Зильдер, бывалый военный, теперь приписанный к дипломатическому корпусу Каллад в Эйнальде, тоже долго смотрел на горизонт, а потом спокойно ответил:

— Хотел бы я верить, что это звездопад…. Только уж слишком много там звезд падает.

Ветеран вдруг замолчал и поднял руку в воздух. Сначала Эрвин не понял причины. А потом на самой границе слышимости он уловил тяжелый низкий гул. Это был даже скорее не звук, а вибрация.
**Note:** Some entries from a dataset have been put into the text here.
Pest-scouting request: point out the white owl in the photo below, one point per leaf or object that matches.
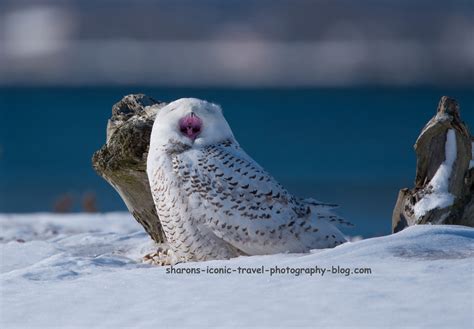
(215, 202)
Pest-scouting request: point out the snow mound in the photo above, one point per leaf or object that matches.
(84, 271)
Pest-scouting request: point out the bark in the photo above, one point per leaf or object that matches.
(430, 151)
(122, 160)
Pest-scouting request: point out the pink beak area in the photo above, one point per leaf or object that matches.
(190, 126)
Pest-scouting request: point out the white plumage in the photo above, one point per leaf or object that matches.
(215, 202)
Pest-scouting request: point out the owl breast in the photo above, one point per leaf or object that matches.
(181, 212)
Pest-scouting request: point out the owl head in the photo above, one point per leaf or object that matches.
(192, 122)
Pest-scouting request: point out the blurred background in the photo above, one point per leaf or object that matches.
(329, 96)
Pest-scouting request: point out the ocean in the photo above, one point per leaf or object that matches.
(351, 146)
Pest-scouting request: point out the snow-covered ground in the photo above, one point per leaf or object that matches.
(84, 271)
Нордэнвейдэ осознал, что его слегка трясет, и сложил дрожащие руки за спиной. По позвоночнику очень быстро прошла ледяная волна.

— Ну вот вам и ваша первая звезда, Нордэнвейдэ, — глуховато сказал Зильдер. — Это артиллерия. Позвольте поздравить вас: война началась. Да простит меня кесарь за эти слова, но пусть нам поможет Создатель. Потому что больше нам никто помогать не станет.

Эрвин потерянно молчал и смотрел на горизонт. Там по-прежнему виднелись вспышки, и промежутки между ними становились все короче.

Зильдер хлопнул его по плечу:

— Да ладно вам, Эрвин, сколько мы такого видали. Это ваша первая звезда. Пусть следующие будут сиять у нас на груди, а не над нашими могилами. Будем живы — внукам расскажем.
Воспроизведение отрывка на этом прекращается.